A majority of Americans are heading into 2026 feeling squeezed — even as some economic indicators look healthier on paper. The picture that emerges from recent polling is not just about numbers: it’s about confidence, fairness and who people believe is responsible for their pain.
The mood: worry outpaces optimism
An exclusive Harris poll for The Guardian in mid-December found that 45% of adults say their personal financial security is getting worse, compared with just 20% who say it’s improving. At the same time, 57% told pollsters they believe the U.S. economy is in a recession — despite official growth data showing the economy avoided two consecutive quarters of negative growth.
That feeling of being worse off shows up in other surveys too. Allianz Life’s year-end survey reports 48% of Americans feel more stressed going into 2026 than they did a year ago, and 42% singled out finances as a primary source of that stress. Meanwhile, WalletHub’s consumer poll finds a surprising current of cautious optimism — nearly 60% expect their personal finances to be better in 2026 — but more than half still say inflation is their top worry.
Put together: many Americans hope for better times next year, but most aren’t convinced the system is working for them now.
Who’s to blame — and what people would say to Washington
Political fault lines shape this anxiety. The Guardian/Harris data show Democrats and independents are more likely than Republicans to blame government management for rising prices; independents in particular have grown gloomier since earlier in the year. That sentiment matters: independents are often the swing voters who decide control of Congress and, in midterms, can tilt outcomes.
The CNN/SSRS poll asked people what they’d tell President Donald Trump if they could. The top answer — by far — was about the economy and cost-of-living pressures. Voters didn’t only want policy fixes; many wanted to be heard. “You’re throwing all this money on things that don’t matter when you could be building shelters,” a survey respondent told CNN. Others were blunt: some urged the president to resign, while others asked both parties simply to listen more.
Why that matters: political messaging that emphasizes stock-market gains or headline GDP growth won’t erase the day-to-day realities of people juggling grocery bills, medical costs and job uncertainty.
A split economy: winners, losers and the ‘K-shaped’ recovery
Economists have flagged a K-shaped recovery for months — a divergence where asset holders and higher earners see gains while lower- and middle-income households fall behind. The Harris poll tracks that pattern: 59% of people earning less than $50,000 said their security is worsening, compared with 37% among those earning $100,000-plus.
That gap filters into behavior. Allianz reports more than half of respondents plan to look for new jobs in 2026, up from 47% last year; among those who won’t hunt, 71% say they’re too risk-averse to leave a stable position in the current environment. In plain English: many people feel stuck — wanting more pay or stability, but afraid of the uncertainty that job-hopping brings.
Why sentiment diverges from headline growth
A few reasons help explain the disconnect between official economic statistics and public feeling:
- Inflation remains a daily friction point — even modest price drops on indexes don’t instantly ease grocery, housing or health-care bills.
- Layoffs, corporate restructurings and industry-specific shocks create concentrated anxiety that spreads through communities.
- Gains in financial markets (stocks, crypto, real estate booms) benefit asset owners more than wage earners, widening the sense that ‘the economy’ is for other people.

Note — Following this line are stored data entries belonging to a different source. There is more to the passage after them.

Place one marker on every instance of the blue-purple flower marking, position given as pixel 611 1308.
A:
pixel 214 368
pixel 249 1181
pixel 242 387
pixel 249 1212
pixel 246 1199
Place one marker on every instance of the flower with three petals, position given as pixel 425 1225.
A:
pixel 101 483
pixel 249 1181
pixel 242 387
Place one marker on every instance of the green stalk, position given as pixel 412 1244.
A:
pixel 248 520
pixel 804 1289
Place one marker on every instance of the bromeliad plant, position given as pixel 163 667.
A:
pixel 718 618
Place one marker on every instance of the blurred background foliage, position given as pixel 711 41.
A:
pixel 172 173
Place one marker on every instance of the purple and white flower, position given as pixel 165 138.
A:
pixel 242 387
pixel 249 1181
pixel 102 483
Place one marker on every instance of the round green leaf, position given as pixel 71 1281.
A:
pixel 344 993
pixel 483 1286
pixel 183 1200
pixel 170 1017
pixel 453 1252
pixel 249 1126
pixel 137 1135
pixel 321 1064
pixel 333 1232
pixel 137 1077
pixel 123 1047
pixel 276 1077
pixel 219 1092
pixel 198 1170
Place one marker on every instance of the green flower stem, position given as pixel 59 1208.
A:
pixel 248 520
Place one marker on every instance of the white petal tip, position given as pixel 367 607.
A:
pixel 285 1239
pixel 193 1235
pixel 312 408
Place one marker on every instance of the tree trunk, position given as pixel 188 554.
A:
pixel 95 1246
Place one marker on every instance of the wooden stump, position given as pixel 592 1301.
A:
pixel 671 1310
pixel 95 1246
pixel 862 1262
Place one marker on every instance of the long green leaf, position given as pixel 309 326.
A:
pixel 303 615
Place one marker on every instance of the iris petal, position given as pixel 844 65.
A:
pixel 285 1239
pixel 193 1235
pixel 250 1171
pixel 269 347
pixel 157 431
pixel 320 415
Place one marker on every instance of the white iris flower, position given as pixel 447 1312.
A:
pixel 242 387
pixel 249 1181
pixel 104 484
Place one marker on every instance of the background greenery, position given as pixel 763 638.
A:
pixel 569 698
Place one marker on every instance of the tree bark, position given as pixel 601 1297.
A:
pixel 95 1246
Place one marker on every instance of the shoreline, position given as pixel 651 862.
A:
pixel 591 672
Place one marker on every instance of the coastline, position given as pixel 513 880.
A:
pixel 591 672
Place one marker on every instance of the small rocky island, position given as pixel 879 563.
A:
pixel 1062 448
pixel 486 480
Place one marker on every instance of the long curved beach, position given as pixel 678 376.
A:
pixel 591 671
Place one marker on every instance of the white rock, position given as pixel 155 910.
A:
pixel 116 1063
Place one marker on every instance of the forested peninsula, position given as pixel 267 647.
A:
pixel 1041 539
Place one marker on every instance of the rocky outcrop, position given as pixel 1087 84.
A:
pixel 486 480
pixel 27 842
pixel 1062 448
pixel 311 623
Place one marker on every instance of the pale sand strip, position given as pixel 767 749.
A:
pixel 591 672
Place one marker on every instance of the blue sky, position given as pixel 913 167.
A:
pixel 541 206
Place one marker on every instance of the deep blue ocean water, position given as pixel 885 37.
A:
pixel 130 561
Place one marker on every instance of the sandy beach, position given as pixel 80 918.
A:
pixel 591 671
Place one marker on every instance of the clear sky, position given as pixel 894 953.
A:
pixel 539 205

Technology and markets also shape perceptions. New financial tools and data products aim to make market information more accessible — innovations such as the changes in Google Finance’s tools or AI that mines work inboxes for insights can make markets feel closer and more volatile to ordinary users, even as they promise better information for some. For job-seekers and side-hustlers, productivity tools powered by large models are changing how work is done and searched for, which feeds both hope and anxiety about the future of work (Gemini’s deep-research features).
What people are actually planning to do
Despite worry, most Americans aren’t dramatically reshaping their financial lives. WalletHub found only about 26% planned a finance-related New Year’s resolution — when they do set goals, saving more is the most common.
That mix of hope and small adjustments is visible in the job market data and surveys: people are looking, but cautiously. That cautiousness is rational given a world where health-care costs bite, rents rise, and paychecks don’t always keep up.
If you’re one of the many considering a job search in 2026, a reliable laptop or a modest tech refresh can matter. For example, a lightweight but capable MacBook remains a popular choice for remote work and interviews — a practical investment for some job-hunters.
The political test ahead
For policymakers, the political test is twofold. First, they must address tangible pressures: reduce friction in health care, stabilize key household costs, and ensure labor-market support for those in disrupted industries. Second, they must close a communications gap: show that policy success reaches Main Street, not just Wall Street.
Surveys from multiple sources show Americans aren’t just reacting to numbers — they’re reacting to daily life. That’s a far tougher problem to solve than revising a GDP forecast. It requires policies that change how people feel about their ability to pay the bills next month, not a narrative that the economy is fine because the indexes are up.
Whatever 2026 brings, the politics of perception will be as important as the policies themselves. And right now, a lot of Americans are waiting to feel the difference.